I tried an updated script that I added above, but it doesn't work. I can't figure out why.
No error. The form just isn't submitting. The file is not stored in the database, and the file id is not stored in the id="fileID" hidden field. But I know my php script works, so it can't be that. For some reason, the updated jquery script that I added simply is not submitting the form ($('#uploadFile').submit(function(){...).
Note that a fileupload does not work with ajax, you can read this tutorial that uses php net.tutsplus.com/tutorials/javascript-ajax/…, or just use the plugin malsup.com/jquery/form
0

You don't need any event handler in the first place; an <input type="submit"> is already going to submit the form.
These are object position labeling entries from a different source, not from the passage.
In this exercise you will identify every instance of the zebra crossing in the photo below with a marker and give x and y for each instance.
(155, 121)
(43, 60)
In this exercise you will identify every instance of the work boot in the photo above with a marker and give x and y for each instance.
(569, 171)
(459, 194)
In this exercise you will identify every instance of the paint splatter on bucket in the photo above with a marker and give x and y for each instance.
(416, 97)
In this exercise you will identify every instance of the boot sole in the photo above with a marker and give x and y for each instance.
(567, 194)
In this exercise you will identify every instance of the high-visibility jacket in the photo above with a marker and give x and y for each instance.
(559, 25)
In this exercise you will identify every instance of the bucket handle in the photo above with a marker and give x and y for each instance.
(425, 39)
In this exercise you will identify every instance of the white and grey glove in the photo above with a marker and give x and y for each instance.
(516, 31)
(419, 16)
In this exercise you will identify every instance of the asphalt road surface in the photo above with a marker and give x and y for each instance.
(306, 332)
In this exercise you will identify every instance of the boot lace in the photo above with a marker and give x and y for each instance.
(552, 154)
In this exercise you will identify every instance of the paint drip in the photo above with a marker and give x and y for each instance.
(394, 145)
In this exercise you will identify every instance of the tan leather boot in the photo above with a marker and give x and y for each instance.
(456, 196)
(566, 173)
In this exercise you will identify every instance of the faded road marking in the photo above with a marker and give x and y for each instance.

As for the other button, just have it do what you originally had for the first button:

$(document).ready(function() {
 $('#myButton').click(function() {
 $('#uploadFile').submit();
 });
 $('#uploadFile').submit(function() {
 $.ajax({
 type: "POST",
 url: 'my_file.php',
 success: function(data) {
 $('#fileID').val(data);
 }
 });
 });
});

Then you attach the submit handler at the same time as you attach the click handler. No handlers are attached dynamically here.

To stress the point: #fileUploadButton doesn’t need JavaScript to do what it does naturally.

P.S. Don’t you want your Ajax request to actually contain something?